Sociology Index


Metropolis-hinterland theory predicts that closer ties to the mainstream economy will retard the development of a peripheral economy.The metropolis-hinterland paradigm has generally been applied to the relationship between Great Britain and its New World colonies. Toronto region, was seen as the metropolis to a vast Canadian hinterland and the United States has been seen as the metropolis for a Canadian hinterland. Metropolis-hinterland theory of social and economic development examines how economically advanced societies, through trade and colonialism, distort and retard the economic development of less developed societies and regions.

Metropolis-hinterland theory is also called Metropolis-hinterland thesis or Centre-Periphery Thesis. The Metropolitan-Hinterland theory of social and economic development, developed by Canadian historian Harold Adam Innis. Under the Metropolis-hinterland theory, the western Canadian provinces, like Alberta, Saskatchewan, are a hinterland to the political and economic forces of central Canada, like Ontario and Quebec.

A metropolis is identified as the centre of political and economic power, as having a more advanced labour market, more skilled and educated workers, an abundance of value-added production, higher standard of living, etc.
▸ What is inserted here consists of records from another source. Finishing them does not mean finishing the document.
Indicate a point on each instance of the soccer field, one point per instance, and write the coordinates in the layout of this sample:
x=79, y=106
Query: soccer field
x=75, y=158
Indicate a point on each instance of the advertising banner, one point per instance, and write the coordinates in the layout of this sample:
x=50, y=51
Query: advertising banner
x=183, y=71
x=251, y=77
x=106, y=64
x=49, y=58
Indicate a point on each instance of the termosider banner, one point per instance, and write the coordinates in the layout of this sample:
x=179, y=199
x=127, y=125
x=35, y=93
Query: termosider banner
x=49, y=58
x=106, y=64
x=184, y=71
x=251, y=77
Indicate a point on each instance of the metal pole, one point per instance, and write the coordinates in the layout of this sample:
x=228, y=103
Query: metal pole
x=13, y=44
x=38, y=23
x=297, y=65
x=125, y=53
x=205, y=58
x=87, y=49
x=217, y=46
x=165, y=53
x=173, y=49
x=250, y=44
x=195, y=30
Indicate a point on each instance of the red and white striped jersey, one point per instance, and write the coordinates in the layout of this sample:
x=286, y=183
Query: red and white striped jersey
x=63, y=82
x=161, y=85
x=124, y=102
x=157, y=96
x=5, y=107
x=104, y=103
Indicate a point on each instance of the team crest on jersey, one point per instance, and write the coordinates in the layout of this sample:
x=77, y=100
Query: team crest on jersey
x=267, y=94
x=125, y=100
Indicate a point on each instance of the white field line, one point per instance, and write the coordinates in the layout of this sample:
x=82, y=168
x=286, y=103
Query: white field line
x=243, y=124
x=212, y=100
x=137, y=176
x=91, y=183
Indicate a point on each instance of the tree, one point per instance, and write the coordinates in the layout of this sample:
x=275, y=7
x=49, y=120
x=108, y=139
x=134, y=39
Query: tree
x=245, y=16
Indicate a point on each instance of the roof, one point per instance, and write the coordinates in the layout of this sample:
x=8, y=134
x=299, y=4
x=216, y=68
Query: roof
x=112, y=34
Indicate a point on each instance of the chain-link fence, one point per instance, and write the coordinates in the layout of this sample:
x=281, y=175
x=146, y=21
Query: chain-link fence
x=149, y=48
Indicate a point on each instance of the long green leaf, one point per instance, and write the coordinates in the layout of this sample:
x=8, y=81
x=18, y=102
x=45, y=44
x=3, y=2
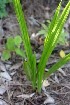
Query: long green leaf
x=25, y=38
x=50, y=43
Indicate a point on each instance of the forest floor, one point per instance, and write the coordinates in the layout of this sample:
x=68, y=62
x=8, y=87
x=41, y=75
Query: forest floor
x=15, y=89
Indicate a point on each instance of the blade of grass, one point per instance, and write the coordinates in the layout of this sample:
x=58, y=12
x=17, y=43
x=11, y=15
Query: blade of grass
x=56, y=66
x=50, y=43
x=25, y=38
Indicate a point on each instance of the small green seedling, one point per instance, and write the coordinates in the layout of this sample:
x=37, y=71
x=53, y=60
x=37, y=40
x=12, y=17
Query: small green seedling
x=13, y=45
x=3, y=12
x=36, y=73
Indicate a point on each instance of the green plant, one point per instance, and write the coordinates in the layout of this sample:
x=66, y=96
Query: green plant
x=62, y=39
x=13, y=45
x=3, y=12
x=36, y=73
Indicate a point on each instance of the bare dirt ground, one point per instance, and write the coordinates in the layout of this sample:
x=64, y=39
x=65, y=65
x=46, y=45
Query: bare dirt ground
x=15, y=89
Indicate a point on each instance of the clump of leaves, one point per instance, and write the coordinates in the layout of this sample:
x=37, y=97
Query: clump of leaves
x=36, y=73
x=3, y=12
x=13, y=45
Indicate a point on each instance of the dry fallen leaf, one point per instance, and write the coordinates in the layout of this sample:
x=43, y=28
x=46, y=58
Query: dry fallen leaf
x=26, y=95
x=49, y=100
x=46, y=83
x=61, y=71
x=16, y=66
x=62, y=54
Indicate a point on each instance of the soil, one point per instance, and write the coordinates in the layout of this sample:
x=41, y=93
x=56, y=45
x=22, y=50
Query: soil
x=19, y=90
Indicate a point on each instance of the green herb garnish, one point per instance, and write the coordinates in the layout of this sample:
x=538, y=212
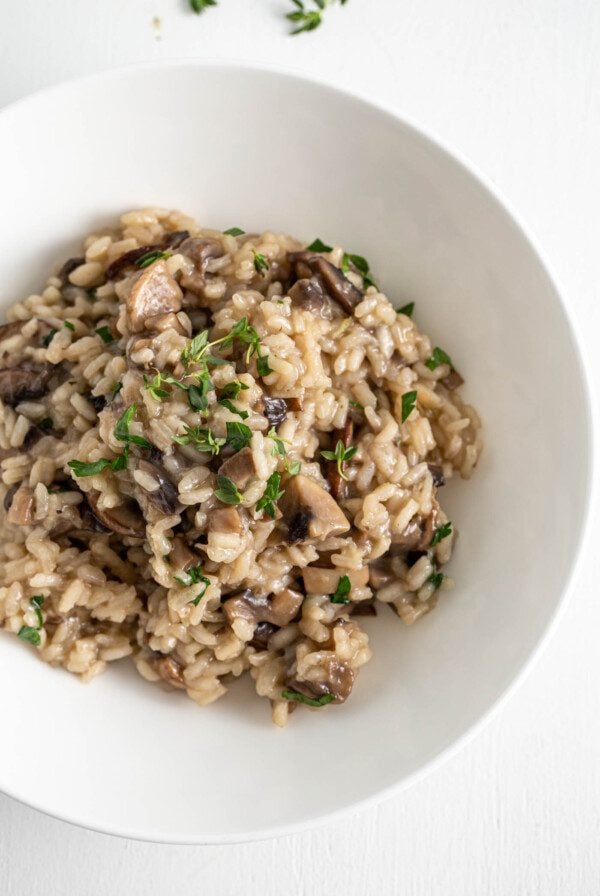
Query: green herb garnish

A hinterland would be less able to withstand the political and economic interference of the metropolis, would have an abundance of resource extraction industries, fewer skilled and educated workers, a lower standard of living and in many ways would emulate the culture of the metropolis.
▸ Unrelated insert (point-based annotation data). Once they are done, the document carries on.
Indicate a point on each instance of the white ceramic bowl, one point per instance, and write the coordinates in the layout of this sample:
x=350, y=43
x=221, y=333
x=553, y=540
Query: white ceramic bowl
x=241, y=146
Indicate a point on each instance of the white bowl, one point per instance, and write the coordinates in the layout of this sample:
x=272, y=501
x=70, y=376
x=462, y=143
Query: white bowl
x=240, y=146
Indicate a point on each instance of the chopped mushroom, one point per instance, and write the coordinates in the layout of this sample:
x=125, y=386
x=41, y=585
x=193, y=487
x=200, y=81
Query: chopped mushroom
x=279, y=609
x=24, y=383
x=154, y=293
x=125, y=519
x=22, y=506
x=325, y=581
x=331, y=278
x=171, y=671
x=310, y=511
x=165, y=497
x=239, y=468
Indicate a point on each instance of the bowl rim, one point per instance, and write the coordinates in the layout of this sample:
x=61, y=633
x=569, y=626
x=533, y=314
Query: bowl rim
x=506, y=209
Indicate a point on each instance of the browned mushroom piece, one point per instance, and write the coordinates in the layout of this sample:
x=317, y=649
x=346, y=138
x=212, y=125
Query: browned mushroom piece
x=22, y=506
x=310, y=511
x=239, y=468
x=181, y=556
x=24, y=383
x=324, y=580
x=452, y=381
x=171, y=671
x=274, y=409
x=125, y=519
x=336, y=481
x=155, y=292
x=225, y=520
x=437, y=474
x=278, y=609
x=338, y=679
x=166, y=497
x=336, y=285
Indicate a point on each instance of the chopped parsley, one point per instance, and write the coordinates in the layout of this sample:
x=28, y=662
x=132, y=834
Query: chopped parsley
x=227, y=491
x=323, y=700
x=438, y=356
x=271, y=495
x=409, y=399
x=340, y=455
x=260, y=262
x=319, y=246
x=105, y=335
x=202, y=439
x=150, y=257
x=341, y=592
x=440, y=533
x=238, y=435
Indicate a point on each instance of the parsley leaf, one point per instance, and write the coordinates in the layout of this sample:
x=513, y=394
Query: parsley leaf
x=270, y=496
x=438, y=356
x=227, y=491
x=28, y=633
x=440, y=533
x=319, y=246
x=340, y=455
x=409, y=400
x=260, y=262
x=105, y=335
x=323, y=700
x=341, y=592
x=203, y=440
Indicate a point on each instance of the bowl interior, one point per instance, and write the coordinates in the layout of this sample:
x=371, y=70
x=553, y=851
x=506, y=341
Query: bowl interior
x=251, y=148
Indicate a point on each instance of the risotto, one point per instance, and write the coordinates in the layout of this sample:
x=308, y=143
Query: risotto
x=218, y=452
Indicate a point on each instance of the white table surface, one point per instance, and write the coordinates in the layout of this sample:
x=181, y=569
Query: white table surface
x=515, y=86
From the Hinterland - Melanee Thomas.

I never bought into the Metropolis-Hinterland theory of political organization until I ran as an NDP candidate in my home city of Lethbridge during the 2004 federal election.

Within Metropolis-Hinterland theory, the Metropolis is viewed as an area of privilege with high political priorities, whereas the Hinterland consists of regions where political issues are ignored by the political elite.
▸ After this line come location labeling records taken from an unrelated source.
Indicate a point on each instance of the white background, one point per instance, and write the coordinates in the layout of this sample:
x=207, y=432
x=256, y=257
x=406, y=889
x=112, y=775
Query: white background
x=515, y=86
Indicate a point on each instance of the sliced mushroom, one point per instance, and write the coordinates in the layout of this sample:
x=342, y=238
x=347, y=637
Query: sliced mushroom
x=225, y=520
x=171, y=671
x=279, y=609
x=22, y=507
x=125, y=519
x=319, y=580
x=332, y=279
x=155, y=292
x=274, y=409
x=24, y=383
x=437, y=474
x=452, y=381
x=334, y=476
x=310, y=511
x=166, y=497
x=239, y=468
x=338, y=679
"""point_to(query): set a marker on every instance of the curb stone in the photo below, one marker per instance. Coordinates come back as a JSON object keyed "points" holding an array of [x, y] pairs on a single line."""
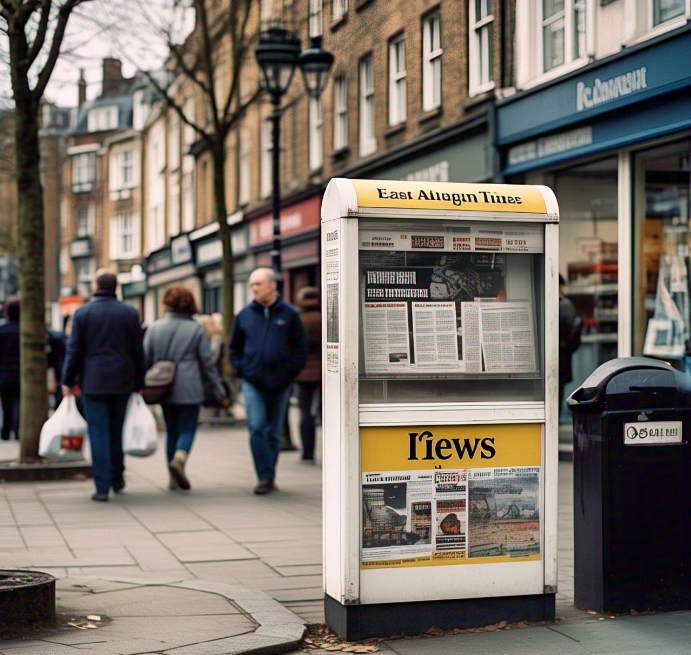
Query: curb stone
{"points": [[279, 630]]}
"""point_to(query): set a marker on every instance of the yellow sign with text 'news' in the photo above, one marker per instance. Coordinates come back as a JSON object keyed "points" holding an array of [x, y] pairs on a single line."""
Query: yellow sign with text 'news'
{"points": [[515, 198], [448, 495]]}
Large urban centres are traditionally seen to be the Metropolis and rural areas are the Hinterland. When I first read Metropolis-Hinterland theory, I thought it lacked insight and did little to explain Canadian politics. After my campaign experience, I have changed my conclusion.

The Metropolis-Hinterland theory does, in fact, shed light on how all political parties view this province, and how little people from Alberta understand our political culture.